Heavy and prolonged bleeding leads to anemia, which is accompanied by a deterioration in overall health. A dangerous consequence is a change in the mucous membrane of the main female organ, and as a result there is a risk of developing a malignant tumor of the uterus. In some cases, it can be difficult to distinguish between normal menstruation and bleeding. For these purposes, a whole range of activities is carried out, including instrumental and laboratory diagnostics. By the end of the puberty, the likelihood of juvenile dysfunctional uterine bleeding (ICD-10 - N92.2) is reduced. In the future, menstrual dysfunctions are possible, but the reasons will be different, for example, uncontrolled sexual relations leading to abortion. Termination of pregnancy during the formation of the hormonal background leads to serious disorders and provokes bleeding. In addition, the resulting inflammatory process poses a threat to the ovaries, which leads to hormonal dysfunction.
Features of the treatment of juvenile uterine bleeding
Therapy depends on the clinical manifestations and the reasons for their appearance. In some cases, it is enough to eliminate an external factor, namely emotional stress or physical activity. If the discharge is not accompanied by severe anemia, then treatment is carried out on an outpatient basis. However, in most cases hospitalization is required, as the clinic is difficult. The stop of pubertal uterine bleeding is carried out simultaneously with the search for the cause that provoked this condition. Apply medicines that have hemostatic, sedative, increasing the tone of the uterus effect, as well as drugs that strengthen blood vessels. When establishing the cause of discharge, treatment is directed to its elimination.
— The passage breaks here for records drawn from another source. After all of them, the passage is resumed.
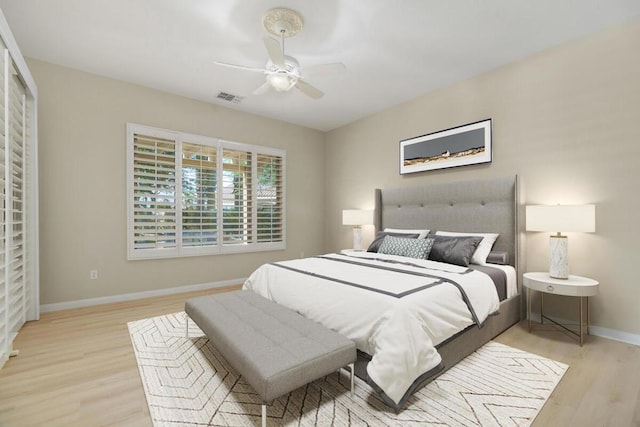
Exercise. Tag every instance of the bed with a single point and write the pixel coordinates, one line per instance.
(412, 319)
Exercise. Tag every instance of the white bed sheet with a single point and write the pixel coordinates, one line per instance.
(397, 318)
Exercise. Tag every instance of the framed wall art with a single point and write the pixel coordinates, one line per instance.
(459, 146)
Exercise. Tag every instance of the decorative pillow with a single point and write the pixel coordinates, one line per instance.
(498, 257)
(413, 248)
(454, 250)
(481, 253)
(421, 233)
(375, 245)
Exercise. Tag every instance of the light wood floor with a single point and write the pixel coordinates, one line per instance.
(77, 368)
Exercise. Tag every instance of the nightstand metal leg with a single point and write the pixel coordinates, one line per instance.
(529, 307)
(581, 321)
(588, 317)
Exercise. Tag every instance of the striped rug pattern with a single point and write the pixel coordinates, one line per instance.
(188, 383)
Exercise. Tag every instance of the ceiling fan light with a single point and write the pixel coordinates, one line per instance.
(280, 82)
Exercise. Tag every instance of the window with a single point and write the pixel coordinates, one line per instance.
(194, 195)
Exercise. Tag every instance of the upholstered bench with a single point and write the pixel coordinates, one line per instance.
(274, 348)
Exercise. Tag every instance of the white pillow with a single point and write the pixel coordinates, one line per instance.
(483, 249)
(421, 233)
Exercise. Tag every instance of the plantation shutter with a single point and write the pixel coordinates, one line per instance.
(236, 197)
(19, 274)
(15, 220)
(269, 198)
(4, 329)
(154, 193)
(199, 195)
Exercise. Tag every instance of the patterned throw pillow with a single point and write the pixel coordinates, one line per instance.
(413, 248)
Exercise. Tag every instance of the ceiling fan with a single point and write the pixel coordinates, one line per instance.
(283, 72)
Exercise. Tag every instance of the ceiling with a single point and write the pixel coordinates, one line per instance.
(393, 51)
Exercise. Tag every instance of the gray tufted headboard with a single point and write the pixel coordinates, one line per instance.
(489, 206)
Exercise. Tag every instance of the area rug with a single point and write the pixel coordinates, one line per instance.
(188, 383)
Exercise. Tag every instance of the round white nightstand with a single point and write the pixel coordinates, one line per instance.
(574, 286)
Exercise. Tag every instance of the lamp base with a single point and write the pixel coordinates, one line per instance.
(357, 238)
(558, 257)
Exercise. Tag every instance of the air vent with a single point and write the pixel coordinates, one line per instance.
(229, 97)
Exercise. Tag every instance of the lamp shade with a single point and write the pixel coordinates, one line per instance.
(561, 218)
(357, 217)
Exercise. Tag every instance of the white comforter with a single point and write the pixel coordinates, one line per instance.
(395, 317)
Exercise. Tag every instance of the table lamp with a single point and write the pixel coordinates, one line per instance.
(560, 218)
(357, 218)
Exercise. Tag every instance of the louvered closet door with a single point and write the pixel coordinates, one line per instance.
(4, 330)
(15, 220)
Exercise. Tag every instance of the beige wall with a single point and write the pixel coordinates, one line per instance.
(82, 120)
(565, 120)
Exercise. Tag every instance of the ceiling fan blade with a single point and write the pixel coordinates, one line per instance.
(266, 86)
(275, 52)
(240, 67)
(309, 90)
(335, 68)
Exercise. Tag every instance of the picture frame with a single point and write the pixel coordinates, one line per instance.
(464, 145)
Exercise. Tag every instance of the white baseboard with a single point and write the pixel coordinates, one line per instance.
(44, 308)
(599, 331)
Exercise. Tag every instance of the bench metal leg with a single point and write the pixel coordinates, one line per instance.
(186, 325)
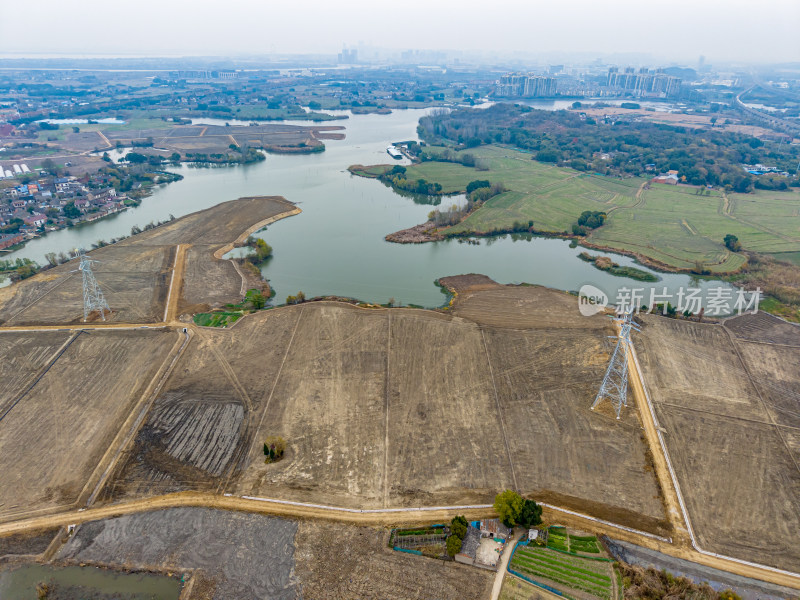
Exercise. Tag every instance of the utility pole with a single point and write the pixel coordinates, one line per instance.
(615, 383)
(93, 298)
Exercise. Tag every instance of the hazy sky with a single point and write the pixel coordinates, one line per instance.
(763, 30)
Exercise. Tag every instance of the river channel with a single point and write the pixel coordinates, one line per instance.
(85, 583)
(336, 245)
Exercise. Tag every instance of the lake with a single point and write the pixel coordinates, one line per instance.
(336, 245)
(83, 583)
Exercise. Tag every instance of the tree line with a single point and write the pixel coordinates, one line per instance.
(618, 147)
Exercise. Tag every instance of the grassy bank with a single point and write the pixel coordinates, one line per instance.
(672, 228)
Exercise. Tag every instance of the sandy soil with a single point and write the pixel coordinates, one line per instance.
(246, 556)
(135, 274)
(53, 438)
(728, 409)
(339, 561)
(365, 399)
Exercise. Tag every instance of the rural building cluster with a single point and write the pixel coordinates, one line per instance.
(51, 202)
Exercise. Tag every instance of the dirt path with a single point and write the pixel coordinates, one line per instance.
(501, 567)
(175, 284)
(675, 510)
(380, 517)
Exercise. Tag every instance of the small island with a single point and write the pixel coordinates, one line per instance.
(604, 263)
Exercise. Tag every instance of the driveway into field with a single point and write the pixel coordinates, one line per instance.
(503, 565)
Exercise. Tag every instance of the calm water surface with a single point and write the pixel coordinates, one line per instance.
(336, 245)
(86, 583)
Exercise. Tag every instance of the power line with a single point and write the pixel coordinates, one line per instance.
(93, 298)
(615, 383)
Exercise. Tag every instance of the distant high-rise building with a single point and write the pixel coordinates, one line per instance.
(517, 85)
(646, 82)
(348, 56)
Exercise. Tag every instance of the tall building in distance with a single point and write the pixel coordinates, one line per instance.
(519, 85)
(644, 82)
(348, 56)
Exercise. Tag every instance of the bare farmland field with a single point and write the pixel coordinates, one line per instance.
(135, 274)
(22, 358)
(398, 407)
(239, 555)
(54, 437)
(729, 410)
(338, 561)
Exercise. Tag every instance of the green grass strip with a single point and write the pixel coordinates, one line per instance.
(540, 556)
(567, 573)
(594, 578)
(565, 580)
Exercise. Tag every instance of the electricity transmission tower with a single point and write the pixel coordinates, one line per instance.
(92, 295)
(615, 384)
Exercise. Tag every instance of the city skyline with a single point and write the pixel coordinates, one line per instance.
(679, 31)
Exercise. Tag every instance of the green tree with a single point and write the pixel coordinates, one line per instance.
(508, 506)
(136, 158)
(732, 243)
(458, 526)
(477, 184)
(71, 211)
(257, 300)
(531, 514)
(453, 545)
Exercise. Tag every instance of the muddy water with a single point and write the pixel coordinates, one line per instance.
(336, 246)
(86, 583)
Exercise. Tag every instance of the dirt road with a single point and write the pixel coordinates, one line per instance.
(501, 568)
(381, 517)
(676, 512)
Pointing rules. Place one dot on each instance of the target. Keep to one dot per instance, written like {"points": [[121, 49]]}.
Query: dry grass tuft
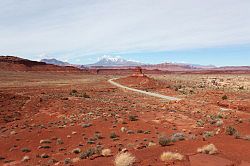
{"points": [[124, 159], [106, 152], [167, 156], [208, 149]]}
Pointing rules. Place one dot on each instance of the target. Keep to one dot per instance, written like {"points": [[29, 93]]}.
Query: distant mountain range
{"points": [[120, 63], [55, 62], [115, 61]]}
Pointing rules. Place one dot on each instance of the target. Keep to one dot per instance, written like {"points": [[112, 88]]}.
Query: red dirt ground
{"points": [[39, 106]]}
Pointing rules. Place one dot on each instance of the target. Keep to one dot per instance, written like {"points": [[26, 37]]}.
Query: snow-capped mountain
{"points": [[115, 61], [55, 62]]}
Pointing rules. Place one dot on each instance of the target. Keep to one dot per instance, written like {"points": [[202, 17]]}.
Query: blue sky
{"points": [[151, 31]]}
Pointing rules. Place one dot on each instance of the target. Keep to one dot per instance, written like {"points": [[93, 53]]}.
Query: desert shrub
{"points": [[113, 135], [177, 137], [166, 156], [224, 97], [77, 94], [164, 141], [88, 153], [200, 123], [106, 152], [133, 118], [219, 123], [86, 125], [207, 134], [73, 92], [98, 135], [124, 159], [207, 149], [85, 95], [76, 151], [231, 131], [26, 150], [241, 87]]}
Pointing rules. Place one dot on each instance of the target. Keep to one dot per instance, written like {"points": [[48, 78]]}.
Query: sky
{"points": [[213, 32]]}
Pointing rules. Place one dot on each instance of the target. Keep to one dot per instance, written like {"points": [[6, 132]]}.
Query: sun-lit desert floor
{"points": [[71, 119]]}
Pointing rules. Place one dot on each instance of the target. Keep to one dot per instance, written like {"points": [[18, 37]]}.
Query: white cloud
{"points": [[34, 27]]}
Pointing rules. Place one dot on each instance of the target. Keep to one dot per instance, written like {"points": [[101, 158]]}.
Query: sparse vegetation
{"points": [[133, 117], [231, 131], [200, 123], [166, 156], [164, 141], [75, 93], [106, 152], [177, 137], [224, 97], [88, 153], [113, 135], [208, 149], [124, 159]]}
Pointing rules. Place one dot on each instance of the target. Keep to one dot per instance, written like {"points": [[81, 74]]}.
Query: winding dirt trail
{"points": [[143, 92]]}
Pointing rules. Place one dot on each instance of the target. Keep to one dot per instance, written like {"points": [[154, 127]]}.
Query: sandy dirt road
{"points": [[143, 92]]}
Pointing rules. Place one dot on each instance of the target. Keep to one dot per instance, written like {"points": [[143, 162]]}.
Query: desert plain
{"points": [[74, 118]]}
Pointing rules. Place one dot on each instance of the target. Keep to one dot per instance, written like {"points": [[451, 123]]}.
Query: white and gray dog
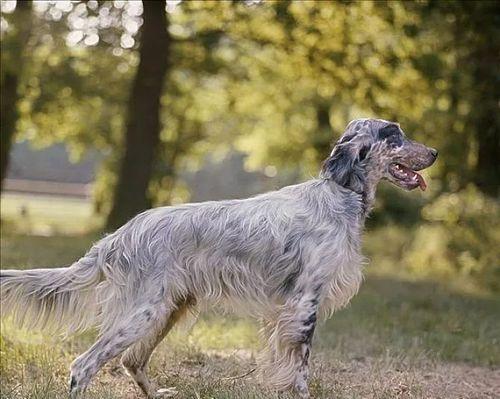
{"points": [[288, 257]]}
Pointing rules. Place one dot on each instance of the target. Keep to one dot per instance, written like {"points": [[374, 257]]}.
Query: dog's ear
{"points": [[345, 166]]}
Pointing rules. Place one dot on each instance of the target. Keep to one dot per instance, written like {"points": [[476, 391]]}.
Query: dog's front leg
{"points": [[289, 343]]}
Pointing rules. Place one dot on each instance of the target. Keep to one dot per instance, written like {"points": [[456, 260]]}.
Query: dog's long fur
{"points": [[286, 257]]}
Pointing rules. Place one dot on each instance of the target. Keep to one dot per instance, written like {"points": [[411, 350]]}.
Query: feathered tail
{"points": [[53, 298]]}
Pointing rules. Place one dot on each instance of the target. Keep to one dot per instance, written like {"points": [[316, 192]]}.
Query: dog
{"points": [[289, 258]]}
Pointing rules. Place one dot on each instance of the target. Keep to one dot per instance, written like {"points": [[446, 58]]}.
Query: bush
{"points": [[460, 239]]}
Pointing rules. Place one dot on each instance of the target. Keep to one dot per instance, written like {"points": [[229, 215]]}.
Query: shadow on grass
{"points": [[415, 319]]}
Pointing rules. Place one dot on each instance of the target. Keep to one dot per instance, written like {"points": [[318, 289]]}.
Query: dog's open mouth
{"points": [[407, 177]]}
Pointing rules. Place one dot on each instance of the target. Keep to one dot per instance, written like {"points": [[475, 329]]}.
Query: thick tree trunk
{"points": [[143, 126], [10, 82], [486, 118]]}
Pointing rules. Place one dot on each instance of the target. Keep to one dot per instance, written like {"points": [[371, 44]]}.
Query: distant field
{"points": [[47, 215], [397, 339]]}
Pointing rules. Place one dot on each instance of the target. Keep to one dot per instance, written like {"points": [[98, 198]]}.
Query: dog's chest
{"points": [[342, 270]]}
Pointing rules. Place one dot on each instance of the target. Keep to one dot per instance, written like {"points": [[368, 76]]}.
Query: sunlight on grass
{"points": [[397, 335]]}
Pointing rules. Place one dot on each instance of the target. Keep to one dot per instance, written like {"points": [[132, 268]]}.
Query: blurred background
{"points": [[111, 107]]}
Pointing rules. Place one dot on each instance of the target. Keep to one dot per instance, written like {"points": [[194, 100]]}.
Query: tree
{"points": [[143, 125], [12, 69]]}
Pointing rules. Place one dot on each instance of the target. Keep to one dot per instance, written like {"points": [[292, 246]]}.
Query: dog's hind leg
{"points": [[136, 358], [130, 329]]}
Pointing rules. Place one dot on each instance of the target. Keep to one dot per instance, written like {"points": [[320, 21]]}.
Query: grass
{"points": [[397, 339]]}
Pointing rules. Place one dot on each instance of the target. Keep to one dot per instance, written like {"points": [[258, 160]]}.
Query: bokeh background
{"points": [[111, 107]]}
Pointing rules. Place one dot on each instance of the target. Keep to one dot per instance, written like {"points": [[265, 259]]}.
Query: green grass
{"points": [[47, 215], [397, 339]]}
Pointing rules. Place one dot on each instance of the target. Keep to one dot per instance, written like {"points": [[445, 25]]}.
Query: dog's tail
{"points": [[53, 298]]}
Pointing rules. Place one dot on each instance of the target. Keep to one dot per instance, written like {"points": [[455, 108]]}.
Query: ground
{"points": [[397, 339]]}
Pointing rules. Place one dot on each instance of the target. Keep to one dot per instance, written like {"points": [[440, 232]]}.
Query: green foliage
{"points": [[461, 239], [279, 80], [394, 333]]}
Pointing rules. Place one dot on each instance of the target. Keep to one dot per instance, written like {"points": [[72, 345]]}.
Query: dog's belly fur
{"points": [[249, 255]]}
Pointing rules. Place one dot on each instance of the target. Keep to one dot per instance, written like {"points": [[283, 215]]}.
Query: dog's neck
{"points": [[366, 195]]}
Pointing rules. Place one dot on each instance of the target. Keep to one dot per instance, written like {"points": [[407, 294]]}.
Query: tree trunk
{"points": [[10, 82], [143, 125], [486, 118]]}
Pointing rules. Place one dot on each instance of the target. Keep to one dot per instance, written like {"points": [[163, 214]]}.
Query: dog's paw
{"points": [[166, 392]]}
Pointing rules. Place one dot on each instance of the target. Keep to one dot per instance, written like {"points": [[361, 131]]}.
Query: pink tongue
{"points": [[421, 182]]}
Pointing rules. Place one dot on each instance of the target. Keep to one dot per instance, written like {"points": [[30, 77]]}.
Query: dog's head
{"points": [[375, 149]]}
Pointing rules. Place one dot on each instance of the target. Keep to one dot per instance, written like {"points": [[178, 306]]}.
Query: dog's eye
{"points": [[394, 141], [363, 152]]}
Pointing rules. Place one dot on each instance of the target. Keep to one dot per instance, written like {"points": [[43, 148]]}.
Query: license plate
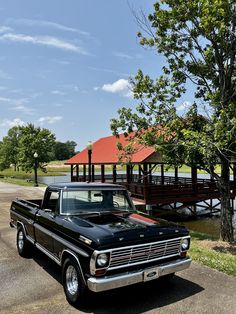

To stop bleeding, use the hormonal medicines Dufaston, Utrozhestan or combined products containing estrogens and gestagens. Further, hormonal function is restored using the following drugs:
- Marvelon
- Logest.
- Mercilon.
- Dufaston.
- βClomipheneβ - indicated for relapses for girls over 16 years old.
The doctor selects the dosage, treatment regimen and duration of therapy individually.
As an emergency therapy for dysfunctional uterine bleeding (in the ICD of the tenth revision, this pathology has code N92), hormonal drugs will be used together with hemostatic agents. Treatment of juvenile uterine bleeding should be comprehensive and include physiotherapy, consultation of a psychologist, neurologist, endocrinologist.
In addition to conservative therapy, surgical hemostasis is also used in adolescents, i.e. curettage of the uterine mucosa. This method is used in life-threatening conditions. When carrying out this manipulation, there is a minimal traumatic effect on the uterus. The hymen is preserved. A full menstrual cycle is restored within a year after treatment. For the prevention of relapse, girls are under the supervision of a doctor.
Prevention
Preventive measures for all ages include:
- treatment of pathologies of the genital area;
- timely detection of hormonal disruptions;
- good nutrition;
- going to the doctor at the first sign of pathological bleeding;
- exclusion of bad habits;
- physical education classes;
- prevention of infectious diseases;
- taking hormonal drugs in consultation with the doctor.
It is important to remember that uterine bleeding is successfully treated when treated early. Timely initiated therapy significantly reduces the risk of complications.